EghtesadOnline: Iran has gained access to its $30 billion in frozen assets following the implementation of the Joint Comprehensive Plan of Action (JCPOA) January 16, World Bank announced.
“As part of the JCPOA, some $30 billion of Iran's frozen assets have been released, allowing the government to access funds and assets abroad,” The World Bank’s latest MENA Quarterly Economic Brief, “Whither Oil Prices?” report said.
According to ILNA, the report further added that the slump in oil prices has hurt the Iranian economy but less than other oil producers in the region.
The reason is that compared to other oil producers, the Iranian economy is more diversified, and therefore less dependent on oil revenues. Oil accounts for about 30 % of government revenues, the report added.
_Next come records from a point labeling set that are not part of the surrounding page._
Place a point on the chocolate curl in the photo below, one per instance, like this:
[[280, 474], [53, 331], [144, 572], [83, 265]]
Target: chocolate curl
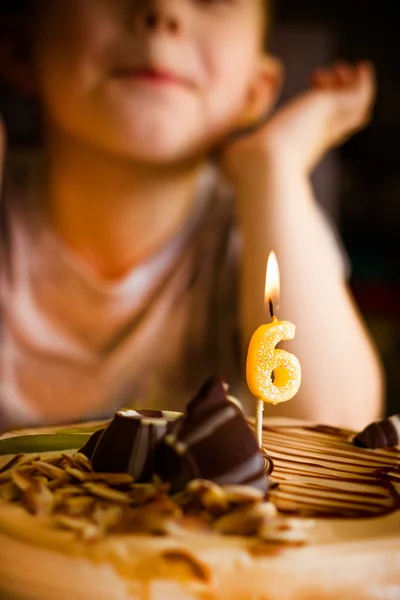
[[128, 443], [380, 434], [211, 441]]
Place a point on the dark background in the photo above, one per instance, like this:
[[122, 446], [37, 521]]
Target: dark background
[[359, 185]]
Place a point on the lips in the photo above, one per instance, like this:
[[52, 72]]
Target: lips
[[152, 75]]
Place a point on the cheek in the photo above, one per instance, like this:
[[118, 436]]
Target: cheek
[[230, 66], [70, 43]]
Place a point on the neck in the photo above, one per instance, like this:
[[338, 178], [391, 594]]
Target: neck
[[111, 212]]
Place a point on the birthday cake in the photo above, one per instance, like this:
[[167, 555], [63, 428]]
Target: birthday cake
[[168, 506]]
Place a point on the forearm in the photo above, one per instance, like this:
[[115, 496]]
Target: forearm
[[342, 379]]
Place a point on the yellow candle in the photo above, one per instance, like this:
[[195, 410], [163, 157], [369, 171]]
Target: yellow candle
[[273, 375]]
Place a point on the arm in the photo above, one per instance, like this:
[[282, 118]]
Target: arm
[[342, 378]]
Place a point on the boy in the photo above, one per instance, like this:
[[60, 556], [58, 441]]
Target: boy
[[119, 273]]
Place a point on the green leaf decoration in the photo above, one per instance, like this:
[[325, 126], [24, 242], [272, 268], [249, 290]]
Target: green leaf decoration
[[54, 442]]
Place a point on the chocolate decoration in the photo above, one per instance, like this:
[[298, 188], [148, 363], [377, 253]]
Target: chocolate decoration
[[380, 434], [320, 473], [128, 443], [211, 441]]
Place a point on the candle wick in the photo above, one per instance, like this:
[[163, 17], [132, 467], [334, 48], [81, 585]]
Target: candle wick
[[271, 308]]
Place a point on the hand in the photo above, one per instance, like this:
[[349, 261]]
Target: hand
[[338, 104]]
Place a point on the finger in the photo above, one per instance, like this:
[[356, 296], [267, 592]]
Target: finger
[[324, 78], [345, 74]]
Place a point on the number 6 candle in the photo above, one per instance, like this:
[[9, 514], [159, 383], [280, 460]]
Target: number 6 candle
[[273, 375]]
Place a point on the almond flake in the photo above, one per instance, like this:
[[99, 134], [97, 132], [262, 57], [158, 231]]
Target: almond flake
[[106, 493]]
To maintain market share, Iran’s oil production has increased since January 16, 2016 when implementation of the Joint Comprehensive Plan of Action (JCPOA) and lifting of sanctions began. Some 600,000 barrels per day (b/d) has been added so far and the government plans to raise it up to 800,000 b/d by the summer of 2016, reaching pre-sanction levels (prior to 2014).
The government has taken some actions to mitigate the impact of low oil prices on its budget including raising taxes on parastatal organizations which were previously exempt from taxes, the report said.